Setting Up UUCP
For the stand-alone system under discussion, smail is best run as a daemon all by itself. Make sure this entry appears in etc/services:
smtp 25/tcp #Simple Mail Transfer Protocol
This will specify port 25 for SMTP connections, which the mail transport agent (MTA) will use for delivery.
Run smail as a daemon by having a system startup script run the following:
/path_to_smail/smail -bd -q10m
The -bd option causes smail to run as a daemon; -q10m tells it to process the message queue every 10 minutes. If you do light mailing (or do a lot during a solid block of time), consider increasing this, perhaps to two hours or more with a command line option like -q2h. When a connection to the SMTP port is detected (such as when UUCP hands off the latest batch of local mail), smail will fork and handle the SMTP connection.
When smail gets a wake-up call from a mailer (like rmail, for incoming UUCP deliveries, or elm, for outgoing messages), it looks in the file /etc/smail/routers to see what to do with the message. Here's my file:
# /etc/smail/routers
smart_host:
driver=smarthost,#What do I do with nonlocal mail?
transport=uux; # Deliver it via UUCP-path
# to the machine specified with the
# smart_path option in ./config
Upon receiving a message intended for a non-local address, smail checks this file. It sees it is to use the smart_host, which is defined in /etc/smail/config as sloth, the ISP's machine. The message is to be forwarded to sloth using the transport option, which is set to uux. uux is another program in the UUCP suite that queues the message with instructions to run mail in the UUCP spool to await the next UUCP connection.

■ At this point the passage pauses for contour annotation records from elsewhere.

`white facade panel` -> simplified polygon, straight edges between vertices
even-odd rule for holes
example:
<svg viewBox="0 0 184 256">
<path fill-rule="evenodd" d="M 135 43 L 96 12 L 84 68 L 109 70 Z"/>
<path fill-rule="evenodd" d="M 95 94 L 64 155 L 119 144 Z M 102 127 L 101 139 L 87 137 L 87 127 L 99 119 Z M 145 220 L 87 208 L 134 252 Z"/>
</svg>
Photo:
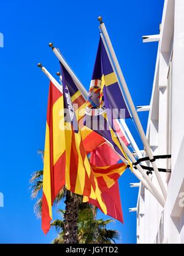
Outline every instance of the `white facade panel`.
<svg viewBox="0 0 184 256">
<path fill-rule="evenodd" d="M 155 155 L 172 155 L 171 160 L 157 160 L 171 174 L 161 175 L 167 192 L 164 208 L 139 187 L 137 243 L 184 243 L 183 14 L 183 0 L 165 0 L 147 137 Z"/>
</svg>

Local mail is handled partially by an entry in the /etc/smail/directors file. The purpose of the directors file is to tell smail about some of the special options available locally, such as aliasing, forwarding to another user or to a pipe, or just about anything else you could set up. (Mailing lists on a two-user machine, anyone?) I've cut all but the entries which handle .forward files and the generic “What to do if we have a user who just wants his mail spooled?” scenario. Read the /etc/smail/config.linux/directors file for full gory detail:
# /etc/smail/directors dotforward: # general-purpose forwarding director driver = forwardfile, # problems go to the site mail admin owner = Postmaster, nobody, # sender never removed from expansion sender_okay; # .forward file in home directories file = ~/.forward, # the user can own this file checkowner, # or root can own the file owners = root, # it should not be globally writable modemask = 002, # don't run things as root or daemon caution = daemon:root, # be extra careful of remotely accessible home # directories unsecure = "~uucp:~nuucp:/tmp:/usr/tmp" # user - match users on the local host with # delivery to their mailboxes user: # driver to match usernames driver = user; # local transport goes to mailboxes transport = local
Once a delivery option is matched in directors, the transports file is searched to see what, if any, special options that particular delivery mode requires. For the trimmed directors file above, the corresponding transports file would be:
# /etc/smail/transports
# append message to a file
local: driver=appendfile,
# include a Return-Path: field
return_path,
# supply a From_ envelope line
from,
# insert > before From in body
unix_from_hack,
# comment out the above line for
# MMDF mailbox format and for
# use with the Content-Length
# header fields.
# use local forms for delivery
local;
# location of mailbox files
file=/var/spool/mail/${lc:user},
# group to own file for System V
group=mail,
# For BSD: only the user can
# read and write file
mode=0600,
# append an extra newline
suffix="
",
# notify comsat daemon of delivery
notify_comsat,
Note that there is no transport for the forwarding option. This is
compiled into smail to send the message on to the forwarding
address, with a few extra headers. Forwarding to a non-local
address would send the message off to the UUCP queue for the next
phone call.
Now that you've set up smail to wait for UUCP to deliver mail from the outside world and to send mail to UUCP for transfer from your machine, you need to tell UUCP when to transfer files. This is most easily done via a crontab entry. Create it by typing su uucp, then typing crontab -e. The resulting file should look something like this:
# Call for transfers
25 0,9,11,13,15,17,18-23 * * *
/usr/sbin/uucico -s sloth
# Trim logfile
35 03 * * * find /var/log/uucp
-size +16k -exec cp /dev/null {} ;
The first line calls sloth every few hours during the day and hourly through prime time. Every afternoon it trims UUCP's logfile, which can grow spectacularly with frequent transfers.